1. This revision is against an order under Section 137 Cr. P. C. passed by the Subdivisional Magistrate of Dhenkanal directing the petitioner to remove a fencing which was said to have been erected by him on plot No. 410 of village Kandabindha. It was alleged that the petitioner blocked a rasta by putting a fence over plot No. 410. The learned Magistrate started a proceeding under Section 133 Cr. P. C. and first passed a conditional order on 22-8-53. The petitioner appeared and showed cause and then instead of proceeding under Section 139A Cr. P. C. to ascertain whether the petitioner was denying the existence of any public right of way over the disputed plot the learned Magistrate heard the evidence of both parties and passed a final order under Section 137 Cr. P. C. The order of the learned Magistrate cannot obviously be supported inasmuch as he had failed to comply with the mandatory provisions of Section 139A. Cr. P. C. In a dispute of this type where the public claim a right of way over a piece of land and one of the parties claims it as his property the Magistrate is bound under Section 139A Cr. P. C. to ask the party whether he denies the existence of any public right of way and if there is such a denial the Magistrate should hold an enquiry and take evidence.
In such an enquiry it is not necessary for him to weigh the evidence and come to a clear finding as to whether there is, in fact, public right of way over the plot or not. If there is reliable evidence in support of the petitioner's claim his jurisdiction is ousted & he should direct both parties to go to the Civil Court.
2. Apart from non-compliance with the provisions of Section 139A, Cr. P. C., I find that there are several other unsatisfactory features in the procedure adopted by the learned Magistrate and also in the final order passed by him. From the settlement khatian it appears that plot No. 410 is the paddy field of the petitioner. Doubtless, while describing the boundary of the field it is noted that on its northern side lies a rasta.

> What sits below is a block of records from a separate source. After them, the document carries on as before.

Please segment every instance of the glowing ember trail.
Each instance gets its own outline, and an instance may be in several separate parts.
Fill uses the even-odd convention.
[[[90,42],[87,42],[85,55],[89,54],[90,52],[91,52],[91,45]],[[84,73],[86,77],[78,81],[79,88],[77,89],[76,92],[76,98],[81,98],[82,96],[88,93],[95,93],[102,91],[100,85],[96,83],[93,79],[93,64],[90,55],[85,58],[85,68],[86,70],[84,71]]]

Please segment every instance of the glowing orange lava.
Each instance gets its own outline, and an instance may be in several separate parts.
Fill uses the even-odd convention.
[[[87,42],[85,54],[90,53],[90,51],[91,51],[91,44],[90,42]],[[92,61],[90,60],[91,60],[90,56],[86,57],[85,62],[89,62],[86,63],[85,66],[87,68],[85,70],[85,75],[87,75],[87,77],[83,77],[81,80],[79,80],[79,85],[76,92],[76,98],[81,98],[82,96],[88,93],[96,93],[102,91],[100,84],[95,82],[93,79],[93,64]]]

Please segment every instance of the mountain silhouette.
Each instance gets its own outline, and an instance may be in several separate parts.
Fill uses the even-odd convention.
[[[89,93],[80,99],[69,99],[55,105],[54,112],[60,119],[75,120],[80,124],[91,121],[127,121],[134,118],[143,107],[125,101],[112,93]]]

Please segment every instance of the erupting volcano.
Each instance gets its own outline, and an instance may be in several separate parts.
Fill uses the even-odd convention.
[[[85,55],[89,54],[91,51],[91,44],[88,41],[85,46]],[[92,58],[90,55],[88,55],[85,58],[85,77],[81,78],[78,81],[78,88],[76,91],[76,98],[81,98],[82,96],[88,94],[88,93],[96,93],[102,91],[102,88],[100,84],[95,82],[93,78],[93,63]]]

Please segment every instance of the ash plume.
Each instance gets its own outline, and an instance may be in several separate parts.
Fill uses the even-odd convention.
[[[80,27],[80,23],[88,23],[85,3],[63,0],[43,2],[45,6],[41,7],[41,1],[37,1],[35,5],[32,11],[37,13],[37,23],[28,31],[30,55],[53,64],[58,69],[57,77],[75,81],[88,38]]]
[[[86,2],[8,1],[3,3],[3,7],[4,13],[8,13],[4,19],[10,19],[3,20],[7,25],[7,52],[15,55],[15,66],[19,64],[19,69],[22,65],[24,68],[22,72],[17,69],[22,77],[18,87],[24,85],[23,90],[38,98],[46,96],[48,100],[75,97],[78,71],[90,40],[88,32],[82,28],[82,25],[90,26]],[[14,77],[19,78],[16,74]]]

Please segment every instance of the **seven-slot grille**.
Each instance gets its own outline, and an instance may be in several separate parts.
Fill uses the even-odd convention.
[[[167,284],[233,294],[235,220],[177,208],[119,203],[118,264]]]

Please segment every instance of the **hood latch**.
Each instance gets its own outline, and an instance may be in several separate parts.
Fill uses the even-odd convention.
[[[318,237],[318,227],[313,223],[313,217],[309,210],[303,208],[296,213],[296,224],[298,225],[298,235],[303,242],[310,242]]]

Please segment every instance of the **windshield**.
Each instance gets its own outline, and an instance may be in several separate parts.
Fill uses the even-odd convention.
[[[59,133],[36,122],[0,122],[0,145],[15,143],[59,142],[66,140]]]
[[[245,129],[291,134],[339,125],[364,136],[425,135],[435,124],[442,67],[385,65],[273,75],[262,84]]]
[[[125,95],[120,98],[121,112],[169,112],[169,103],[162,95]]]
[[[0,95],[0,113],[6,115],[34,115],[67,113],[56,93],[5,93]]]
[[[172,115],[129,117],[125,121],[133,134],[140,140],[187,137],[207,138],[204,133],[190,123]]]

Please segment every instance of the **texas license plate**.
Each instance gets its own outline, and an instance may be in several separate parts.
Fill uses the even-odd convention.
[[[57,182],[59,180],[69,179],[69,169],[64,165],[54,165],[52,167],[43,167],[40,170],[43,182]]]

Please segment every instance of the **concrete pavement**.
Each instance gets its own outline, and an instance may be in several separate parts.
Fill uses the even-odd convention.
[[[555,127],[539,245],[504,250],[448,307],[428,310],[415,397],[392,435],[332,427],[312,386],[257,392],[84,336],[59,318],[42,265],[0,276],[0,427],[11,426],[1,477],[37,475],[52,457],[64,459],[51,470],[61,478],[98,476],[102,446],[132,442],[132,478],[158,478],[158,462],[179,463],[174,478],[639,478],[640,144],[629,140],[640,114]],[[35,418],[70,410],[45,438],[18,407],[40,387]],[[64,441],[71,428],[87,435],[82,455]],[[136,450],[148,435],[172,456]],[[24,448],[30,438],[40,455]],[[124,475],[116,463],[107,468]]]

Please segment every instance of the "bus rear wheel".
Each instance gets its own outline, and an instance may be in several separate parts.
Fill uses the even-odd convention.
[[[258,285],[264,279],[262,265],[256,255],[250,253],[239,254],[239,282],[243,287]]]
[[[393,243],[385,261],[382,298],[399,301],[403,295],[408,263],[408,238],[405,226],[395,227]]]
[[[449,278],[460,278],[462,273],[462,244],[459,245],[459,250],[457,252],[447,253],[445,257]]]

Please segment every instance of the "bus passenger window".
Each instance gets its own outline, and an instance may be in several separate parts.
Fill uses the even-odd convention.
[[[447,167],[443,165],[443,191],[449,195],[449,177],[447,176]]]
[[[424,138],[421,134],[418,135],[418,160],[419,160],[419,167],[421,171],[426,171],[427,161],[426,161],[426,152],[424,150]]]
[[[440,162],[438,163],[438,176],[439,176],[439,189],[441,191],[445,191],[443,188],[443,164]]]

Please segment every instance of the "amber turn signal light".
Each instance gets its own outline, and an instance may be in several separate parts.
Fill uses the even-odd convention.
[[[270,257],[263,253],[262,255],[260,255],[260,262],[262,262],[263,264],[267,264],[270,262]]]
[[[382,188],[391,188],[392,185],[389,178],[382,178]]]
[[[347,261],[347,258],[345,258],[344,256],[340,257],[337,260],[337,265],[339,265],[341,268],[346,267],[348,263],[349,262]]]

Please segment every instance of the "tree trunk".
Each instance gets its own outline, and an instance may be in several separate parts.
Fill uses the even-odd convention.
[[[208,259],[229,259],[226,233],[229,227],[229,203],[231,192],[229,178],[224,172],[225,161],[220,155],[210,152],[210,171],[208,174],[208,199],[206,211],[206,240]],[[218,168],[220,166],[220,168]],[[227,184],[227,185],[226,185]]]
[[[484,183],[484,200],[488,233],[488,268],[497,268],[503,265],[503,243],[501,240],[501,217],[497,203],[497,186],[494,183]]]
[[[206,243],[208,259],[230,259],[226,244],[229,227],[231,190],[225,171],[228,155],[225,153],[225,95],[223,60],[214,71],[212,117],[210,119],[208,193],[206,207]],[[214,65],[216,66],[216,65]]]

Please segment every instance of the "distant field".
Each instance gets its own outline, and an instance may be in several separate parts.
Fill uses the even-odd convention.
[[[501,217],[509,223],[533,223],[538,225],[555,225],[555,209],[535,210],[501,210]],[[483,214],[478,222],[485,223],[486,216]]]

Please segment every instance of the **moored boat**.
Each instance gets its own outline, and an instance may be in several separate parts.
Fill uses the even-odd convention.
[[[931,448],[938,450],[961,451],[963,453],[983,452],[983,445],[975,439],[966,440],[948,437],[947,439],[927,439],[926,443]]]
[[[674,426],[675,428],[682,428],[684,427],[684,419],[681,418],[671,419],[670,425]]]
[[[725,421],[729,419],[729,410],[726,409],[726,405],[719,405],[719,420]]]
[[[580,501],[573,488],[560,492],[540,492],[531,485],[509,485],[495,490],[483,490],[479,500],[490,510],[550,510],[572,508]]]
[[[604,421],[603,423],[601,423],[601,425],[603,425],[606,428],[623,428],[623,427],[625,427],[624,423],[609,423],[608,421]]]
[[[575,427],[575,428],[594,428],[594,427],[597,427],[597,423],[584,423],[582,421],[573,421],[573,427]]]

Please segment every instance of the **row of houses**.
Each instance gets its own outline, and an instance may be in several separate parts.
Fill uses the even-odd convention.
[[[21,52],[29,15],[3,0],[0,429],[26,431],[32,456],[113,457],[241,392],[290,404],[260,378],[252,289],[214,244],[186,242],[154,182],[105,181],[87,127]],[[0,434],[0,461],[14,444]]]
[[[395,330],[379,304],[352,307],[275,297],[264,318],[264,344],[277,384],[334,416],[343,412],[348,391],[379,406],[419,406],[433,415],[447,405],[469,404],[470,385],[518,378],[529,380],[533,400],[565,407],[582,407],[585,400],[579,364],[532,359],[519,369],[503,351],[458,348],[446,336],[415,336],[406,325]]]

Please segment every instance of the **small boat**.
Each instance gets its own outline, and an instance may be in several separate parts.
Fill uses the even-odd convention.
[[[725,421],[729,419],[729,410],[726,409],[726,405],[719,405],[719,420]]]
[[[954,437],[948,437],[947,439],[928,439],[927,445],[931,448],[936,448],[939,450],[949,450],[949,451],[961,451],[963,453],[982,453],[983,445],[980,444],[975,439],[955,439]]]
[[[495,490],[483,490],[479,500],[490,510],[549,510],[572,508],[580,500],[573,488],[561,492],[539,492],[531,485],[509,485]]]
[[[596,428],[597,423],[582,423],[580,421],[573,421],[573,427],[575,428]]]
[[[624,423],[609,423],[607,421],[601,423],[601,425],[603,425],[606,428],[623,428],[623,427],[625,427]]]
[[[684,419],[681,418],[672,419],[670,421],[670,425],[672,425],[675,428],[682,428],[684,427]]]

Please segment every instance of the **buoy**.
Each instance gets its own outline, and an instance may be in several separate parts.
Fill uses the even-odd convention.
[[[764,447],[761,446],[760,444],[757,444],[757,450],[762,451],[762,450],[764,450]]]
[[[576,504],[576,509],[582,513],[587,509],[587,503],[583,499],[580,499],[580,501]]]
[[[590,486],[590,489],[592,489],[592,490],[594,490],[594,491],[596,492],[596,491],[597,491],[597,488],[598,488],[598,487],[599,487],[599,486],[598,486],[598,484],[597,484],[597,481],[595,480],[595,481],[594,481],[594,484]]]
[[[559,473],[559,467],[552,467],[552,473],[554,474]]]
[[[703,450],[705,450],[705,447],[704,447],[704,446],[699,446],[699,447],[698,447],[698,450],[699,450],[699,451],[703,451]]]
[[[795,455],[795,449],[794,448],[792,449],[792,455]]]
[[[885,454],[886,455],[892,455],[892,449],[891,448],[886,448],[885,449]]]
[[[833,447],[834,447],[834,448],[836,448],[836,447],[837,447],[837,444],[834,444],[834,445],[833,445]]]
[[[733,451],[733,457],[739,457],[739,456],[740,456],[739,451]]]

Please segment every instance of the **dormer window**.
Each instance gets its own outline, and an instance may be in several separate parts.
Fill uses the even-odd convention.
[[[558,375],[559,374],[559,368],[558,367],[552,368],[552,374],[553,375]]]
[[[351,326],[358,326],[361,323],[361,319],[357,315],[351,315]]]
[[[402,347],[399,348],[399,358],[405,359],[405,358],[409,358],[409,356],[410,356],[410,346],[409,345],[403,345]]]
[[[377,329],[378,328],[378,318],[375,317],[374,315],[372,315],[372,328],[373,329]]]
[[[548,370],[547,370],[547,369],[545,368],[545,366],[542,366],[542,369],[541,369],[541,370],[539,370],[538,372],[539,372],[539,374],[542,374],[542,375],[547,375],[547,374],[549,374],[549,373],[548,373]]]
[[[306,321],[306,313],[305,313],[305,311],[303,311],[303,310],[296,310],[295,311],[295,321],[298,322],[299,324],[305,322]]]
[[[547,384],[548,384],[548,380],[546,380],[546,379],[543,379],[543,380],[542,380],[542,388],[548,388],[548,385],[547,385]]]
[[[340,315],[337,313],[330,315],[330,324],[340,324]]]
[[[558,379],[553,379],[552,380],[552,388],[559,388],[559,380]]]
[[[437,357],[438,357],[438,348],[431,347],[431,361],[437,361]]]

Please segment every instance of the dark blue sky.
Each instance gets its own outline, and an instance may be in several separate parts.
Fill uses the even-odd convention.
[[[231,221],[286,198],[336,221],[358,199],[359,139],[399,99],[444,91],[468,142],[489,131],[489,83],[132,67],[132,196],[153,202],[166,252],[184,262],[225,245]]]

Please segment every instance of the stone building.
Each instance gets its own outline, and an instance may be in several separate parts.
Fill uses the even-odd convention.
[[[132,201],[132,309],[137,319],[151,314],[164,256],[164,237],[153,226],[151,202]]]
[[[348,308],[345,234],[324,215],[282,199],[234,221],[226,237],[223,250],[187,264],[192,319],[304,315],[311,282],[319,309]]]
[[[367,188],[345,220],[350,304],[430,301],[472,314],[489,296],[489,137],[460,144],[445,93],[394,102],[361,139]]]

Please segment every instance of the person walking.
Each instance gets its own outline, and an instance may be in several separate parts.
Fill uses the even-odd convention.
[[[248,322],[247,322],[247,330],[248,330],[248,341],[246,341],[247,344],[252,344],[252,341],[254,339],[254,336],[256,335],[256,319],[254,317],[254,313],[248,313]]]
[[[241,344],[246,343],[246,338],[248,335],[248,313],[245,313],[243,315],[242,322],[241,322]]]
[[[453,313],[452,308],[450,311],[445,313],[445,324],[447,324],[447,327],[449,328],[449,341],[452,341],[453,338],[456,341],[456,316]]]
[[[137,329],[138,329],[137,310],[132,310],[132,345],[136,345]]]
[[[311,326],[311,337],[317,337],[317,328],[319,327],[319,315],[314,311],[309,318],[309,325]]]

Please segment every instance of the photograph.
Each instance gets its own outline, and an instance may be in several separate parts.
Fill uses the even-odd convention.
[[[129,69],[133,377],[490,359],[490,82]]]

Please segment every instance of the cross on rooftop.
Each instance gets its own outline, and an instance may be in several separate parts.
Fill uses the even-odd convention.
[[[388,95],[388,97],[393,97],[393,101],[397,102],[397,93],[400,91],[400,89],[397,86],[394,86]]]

The map, however, shows that adjacent north of that plot is plot No. 404 which is a narrow strip connecting the public path-way on the west with village Beda on the east. But this plot No. 404 has also been recorded in the last settlement as the paddy field of the petitioner's father. Doubtless, the southern boundary of this plot is noted as 'Mahara' (water channel). It was alleged that the settlement entry was a mistake and the whole of plot No. 404 was a rasta. But in view of the clear settlement entry to the effect that it was a paddy field this allegation on behalf of the opposite party cannot be so easily accepted. It may be that between plot No.404 and plot No. 410 there was a narrow water channel which was presumably used as a rasta by the villagers during the off season and as the channel was too narrow to be clearly demarcated in the settlement map no separate plot number was assigned to it.
But its existence seems to be indicated by the southern boundary of plot No. 404 and the northern boundary of plot No. 410 as mentioned in the settlement Khatian. In such circumstances, if the Magistrate considers that proceedings under Section 133 Cr. P. C. should be initiated he may get an enlarged map of plot No. 404 prepared demarcating therein the narrow strip, if any, that is used as a water channel or rasta by the villagers. He may then start a fresh proceeding under Section 133, Cr. P. C. and after complying with the provisions of Section 139A Cr. P. C. complete proceeding according to law.
3. The order under challenge of the learned Magistrate also suffers from another, serious mistake. In the original proceeding under Section 133 Cr. P. C. the plot number of the path which was said to have been obstructed was not stated. In the final order the learned Magistrate directed the petitioner to remove the fencing from plot No. 410. Admittedly, plot No. 410 is the private property of the petitioner and he was clearly entitled to erect a fence on that plot and there can be no question of a proceeding under Section 133 Cr. P. C. in respect of such obstruction over a private plot. Presumably, the parties meant that the fencing had been erected over the path-way which was said to lie adjacent north of plot No. 410. But this fact is not clear either from the original proceeding under Section 133 Cr. P. C. or from the order of the Magistrate though the evidence of the witnesses seems to lend some support to that view. This question may, however, be further examined if a fresh proceeding under Section 133, Cr. P. C. becomes necessary.
4. For the reasons given above, I would set aside the order dated 27-10-53 of the learned Subdivisional Magistrate subject to the aforesaid observations.